MUMBAI/BEIJING (Reuters) - Indian media commentators called on Wednesday for a strong response to a border clash with Chinese troops that led to the deaths of at least 20 Indian soldiers, with some questioning the Indian government’s silence on the issue.
Chinese media largely refrained from commentary on the incident, though the editor of a paper linked to the ruling Communist Party warned India that China did not fear a clash.
Here is a round-up of commentary from both countries:
“The timing of the Chinese aggression and Beijing’s assertive claims in the Galwan valley appear to be part of a strategy to remind India of its vulnerabilities,” said an editorial in the Times of India, the country’s best-selling English-language newspaper.
“If this is the case then India, as a proud nation, should do exactly what the Chinese don’t want and undertake diplomatic countermeasures against Beijing.”
Others went further.
“We’re dealing with medieval brutes,” said Arnab Goswami, Editor-in-Chief of Republic Media Network. “We’ll have to go out and give them (China) a very bloody nose. We’ll have to hit them where it will really hurt the Chinese. And trust me, we know where that is.”
“The Chinese army reneged on the promise of pulling its troops back from forward posts,” said Sudhir Chaudhary, Editor-in-Chief, Zee News. “By attacking the Indian army without any provocation, they have challenged the might of our nation which must give a befitting response to China. We cannot talk about peace any longer. The killing of our soldiers has to be avenged.”
Shishir Gupta, editor of the Hindustan Times, said the answer to the skirmish “does not lie in mere economic retaliation”.
“While a section within the Indian government advises diplomatic resolution of the June 15 face-off, the only answer to the PLA’s (Chinese army) belligerence is standing up to them and holding the territory,” he said. “The PLA must learn to respect the Indian army.”
There was some criticism of the government, which has provided limited information on the tensions.
“There exists no spelt-out government narrative on how and why events have marched to a flare-up. Over the past nearly eight weeks... the government’s posture has remained a mix of denial, indifference and obfuscation,” said Sankarshan Thakur, National Affairs Editor of the Telegraph newspaper.
“The blunt truth... is that New Delhi has spoken of moves at both the diplomatic and military levels to “de-escalate” and resolve issues, but has never spelt out what it is that needs resolution and de-escalation.”
In China, the incident has not been given wall-to-wall coverage. Official media have stuck largely to Tuesday’s statement from the Chinese army’s Western Command about the incident. On social media, bloggers and media-aggregating platforms shared Indian media reports, such as the Indian army’s announcement acknowledging that the death toll had risen to 20.
Most vocal was the Global Times, a paper published by the official paper of the ruling Communist Party. Its editor-in-chief, Hu Xijin, took to domestic and global social media platforms to scold India, saying “Indian public opinion needs to stay sober” and to warn that China did not fear a clash.

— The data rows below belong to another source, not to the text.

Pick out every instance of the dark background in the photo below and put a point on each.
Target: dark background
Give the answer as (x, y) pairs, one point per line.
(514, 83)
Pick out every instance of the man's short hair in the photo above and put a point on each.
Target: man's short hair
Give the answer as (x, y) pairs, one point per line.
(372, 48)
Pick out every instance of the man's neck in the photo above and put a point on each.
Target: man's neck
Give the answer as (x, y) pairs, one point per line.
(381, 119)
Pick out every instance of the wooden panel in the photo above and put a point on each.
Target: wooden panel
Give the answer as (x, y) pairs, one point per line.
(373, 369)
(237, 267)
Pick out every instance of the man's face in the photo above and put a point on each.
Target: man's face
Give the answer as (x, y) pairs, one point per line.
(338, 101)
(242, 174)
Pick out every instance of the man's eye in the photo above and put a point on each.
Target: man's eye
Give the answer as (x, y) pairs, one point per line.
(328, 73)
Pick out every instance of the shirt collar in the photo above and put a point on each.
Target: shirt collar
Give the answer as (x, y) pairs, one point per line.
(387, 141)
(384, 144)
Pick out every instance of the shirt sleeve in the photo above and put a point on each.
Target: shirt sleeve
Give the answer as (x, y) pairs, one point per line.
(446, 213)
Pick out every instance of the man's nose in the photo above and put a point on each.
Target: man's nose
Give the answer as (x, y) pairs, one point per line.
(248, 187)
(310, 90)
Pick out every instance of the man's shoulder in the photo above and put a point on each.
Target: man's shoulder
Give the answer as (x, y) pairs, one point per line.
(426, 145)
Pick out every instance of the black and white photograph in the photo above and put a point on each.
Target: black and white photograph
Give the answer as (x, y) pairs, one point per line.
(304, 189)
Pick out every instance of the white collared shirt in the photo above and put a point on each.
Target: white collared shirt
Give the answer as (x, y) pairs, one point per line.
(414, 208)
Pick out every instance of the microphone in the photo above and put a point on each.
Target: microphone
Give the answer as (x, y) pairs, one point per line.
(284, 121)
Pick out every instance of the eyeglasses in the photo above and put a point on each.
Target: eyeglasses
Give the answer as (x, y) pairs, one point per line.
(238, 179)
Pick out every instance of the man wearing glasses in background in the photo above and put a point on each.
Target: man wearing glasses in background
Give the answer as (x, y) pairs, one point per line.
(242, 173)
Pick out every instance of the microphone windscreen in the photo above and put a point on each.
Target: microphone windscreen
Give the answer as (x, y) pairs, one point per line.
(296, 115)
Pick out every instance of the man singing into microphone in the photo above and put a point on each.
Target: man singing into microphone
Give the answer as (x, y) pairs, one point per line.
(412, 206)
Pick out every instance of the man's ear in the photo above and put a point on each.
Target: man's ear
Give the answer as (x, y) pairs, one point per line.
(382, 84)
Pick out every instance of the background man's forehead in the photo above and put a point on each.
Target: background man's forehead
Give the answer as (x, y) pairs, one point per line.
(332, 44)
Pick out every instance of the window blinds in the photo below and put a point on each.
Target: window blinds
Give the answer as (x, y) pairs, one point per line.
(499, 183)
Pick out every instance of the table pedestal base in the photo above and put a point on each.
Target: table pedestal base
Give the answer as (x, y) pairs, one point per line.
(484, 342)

It was unclear if the topic would have been allowed to trend on Weibo, China’s equivalent to Twitter, given that its top-ten trending topic function is currently disabled. Still, hashtag “China India border clash” had been viewed 350 million times there. On popular short video platform Douyin, the news was not trending.
Many comments that could be seen on the heavily censored platforms were nationalistic in tone.
“You should be careful in misjudging China’s restraint as weakness, and be careful not to behave with arrogance in front of China,” said one Weibo user, echoing Hu.